While a walk-regular graph is not necessarily very symmetric, all its vertices still behave identically with respect to the graph's spectral properties.

== Equivalent definitions ==
Suppose that $G$ is a simple graph. Let $A$ denote the adjacency matrix of $G$, $V(G)$ denote the set of vertices of $G$, and $\Phi_{G - v}(x)$ denote the characteristic polynomial of the vertex-deleted subgraph $G - v$ for all $v \in V(G).$Then the following are equivalent:
- $G$ is walk-regular.
- $A^k$ is a constant-diagonal matrix for all $k \geq 0.$
- $\Phi_{G - u}(x) = \Phi_{G - v}(x)$ for all $u, v \in V(G).$

== Examples ==
- The vertex-transitive graphs are walk-regular.
- The distance-regular graphs are walk-regular. More generally, any simple graph in a homogeneous coherent algebra is walk-regular.
- A connected regular graph is walk-regular if it has at most four distinct eigenvalues.

== Properties ==
- A walk-regular graph is necessarily a regular graph, since the number of closed walks of length two starting at any vertex is twice the vertex's degree.
- Complements of walk-regular graphs are walk-regular.
- Cartesian products of walk-regular graphs are walk-regular.
- Categorical products of walk-regular graphs are walk-regular.
- Strong products of walk-regular graphs are walk-regular.
- In general, the line graph of a walk-regular graph is not walk-regular.
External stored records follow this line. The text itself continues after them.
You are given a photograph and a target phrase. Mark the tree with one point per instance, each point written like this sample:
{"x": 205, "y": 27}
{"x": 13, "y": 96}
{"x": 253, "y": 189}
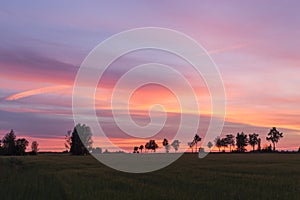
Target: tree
{"x": 197, "y": 139}
{"x": 135, "y": 149}
{"x": 218, "y": 143}
{"x": 175, "y": 144}
{"x": 20, "y": 146}
{"x": 241, "y": 142}
{"x": 80, "y": 140}
{"x": 253, "y": 140}
{"x": 34, "y": 147}
{"x": 151, "y": 145}
{"x": 224, "y": 143}
{"x": 147, "y": 146}
{"x": 210, "y": 145}
{"x": 141, "y": 148}
{"x": 9, "y": 143}
{"x": 230, "y": 141}
{"x": 165, "y": 143}
{"x": 191, "y": 145}
{"x": 274, "y": 136}
{"x": 259, "y": 145}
== k-walk-regular graphs ==

A graph is $k$-walk-regular if for any two vertices $v$ and $w$ of distance at most $k,$ the number of walks of length $\ell$ from $v$ to $w$ depends only on $k$ and $\ell$.

The class of $0$-walk-regular graphs is exactly the class of walk-regular graphs

In analogy to walk-regular graphs generalizing vertex-transitive graphs, 1-walk-regular graphs can be thought of as generalizing symmetric graphs, that is, graphs that are both vertex- and edge-transitive. For example, the Hoffman graph is 1-walk-regular but not symmetric.

If $k$ is at least the diameter of the graph, then the $k$-walk-regular graphs coincide with the distance-regular graphs.
In fact, if $k\ge 2$ and the graph has an eigenvalue of multiplicity at most $k$ (except for eigenvalues $d$ and $-d$, where $d$ is the degree of the graph), then the graph is already distance-regular.